Castiel gazed at Dean, loving him down to the freckles on his nose and the flecks of gold in his eyes. “I’m glad you want to try.”
Dean blushed and looked away, and Castiel loved him for that, too.
He kissed Dean simply, not caring that there were other eyes to watch them, that anyone who cared to look will see. Dean gasped and held him tight, and they kissed and danced until the bartender told them it was time to go home.
***
Dean often thought he and Castiel were something to treasure and protect, but he had never thought they were fragile. He had never thought that there were secrets so big the army of heaven would move to keep them.
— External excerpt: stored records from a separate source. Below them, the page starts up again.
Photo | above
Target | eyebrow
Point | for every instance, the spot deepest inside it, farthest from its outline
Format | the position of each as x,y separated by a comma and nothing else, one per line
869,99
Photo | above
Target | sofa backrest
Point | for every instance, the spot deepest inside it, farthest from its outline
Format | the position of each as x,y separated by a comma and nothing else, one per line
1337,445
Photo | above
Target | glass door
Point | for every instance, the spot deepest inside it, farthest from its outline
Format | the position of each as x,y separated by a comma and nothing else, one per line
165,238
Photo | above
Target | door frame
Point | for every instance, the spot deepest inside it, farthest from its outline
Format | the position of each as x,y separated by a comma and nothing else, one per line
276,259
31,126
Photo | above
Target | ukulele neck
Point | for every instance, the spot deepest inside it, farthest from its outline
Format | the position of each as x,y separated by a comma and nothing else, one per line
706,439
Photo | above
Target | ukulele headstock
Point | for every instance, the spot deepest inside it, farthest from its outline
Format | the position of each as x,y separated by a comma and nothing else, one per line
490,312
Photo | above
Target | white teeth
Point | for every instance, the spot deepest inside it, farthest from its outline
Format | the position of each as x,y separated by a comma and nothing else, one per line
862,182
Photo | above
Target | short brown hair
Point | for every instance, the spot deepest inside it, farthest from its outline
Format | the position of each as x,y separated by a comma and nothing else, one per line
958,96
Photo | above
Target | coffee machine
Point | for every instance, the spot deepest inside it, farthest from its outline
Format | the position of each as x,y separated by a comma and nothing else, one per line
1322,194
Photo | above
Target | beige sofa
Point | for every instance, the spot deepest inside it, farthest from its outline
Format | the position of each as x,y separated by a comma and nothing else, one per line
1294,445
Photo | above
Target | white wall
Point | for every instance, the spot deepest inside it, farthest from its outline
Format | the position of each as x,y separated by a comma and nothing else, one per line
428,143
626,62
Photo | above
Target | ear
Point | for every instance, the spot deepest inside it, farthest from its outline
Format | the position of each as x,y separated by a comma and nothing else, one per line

He never thought that Castiel would be punished for being his friend.
All it took was one look, one statement: “I don’t serve you,” and everything he kept close to his heart was simply stripped away. He never thought of it as service: it was love, it was need, it was reliance, it was trust. But he never thought he was above Castiel—if anything, Castiel filled him with wonder and awe, and he was humbled that the angel so simply loved him.
There was no rage, not at Castiel, not at Sam. There was only pain at this double betrayal. There was only the dark, empty center of himself, the something he knew he left behind in Hell calling out to be claimed again. He was too tired to be angry. He was too lost.
When he and Bobby locked Sam in the panic room, he thought the dulled sound of Sam’s shouts was the closest to manifesting his pain that he would ever see.
This is the mistake of feeling, Dean thought. For every moment of warmth there was another of cold. For every truth there was a lie. There was hunger for every moment of being full, there was a night spent waiting in the dark for every night slept in a lover’s arms.
There is a kind of nothing, he thought, only made worse when you’ve had everything.
***
Their relationship began in blood and pain and fire, though as Dean remembered it, it began in wind and sparks and gunshots. If he ever remembered the very beginning, the absolute beginning, he would see what Castiel saw when they are alone in the waiting room, Dean’s body against the wall and Castiel’s arm dripping blood. He would see that they were back at the beginning, yet starting something new.
Castiel may have saved Dean Winchester, but Dean Winchester would save the world. Castiel believed that almost more than he believed in the existence of his Father. He once wrote this belief into the cells of Dean’s skin, and it was a belief he was willing to sacrifice himself to sanctify.
All it took was one look, one nod, and then they were a man and his angel again.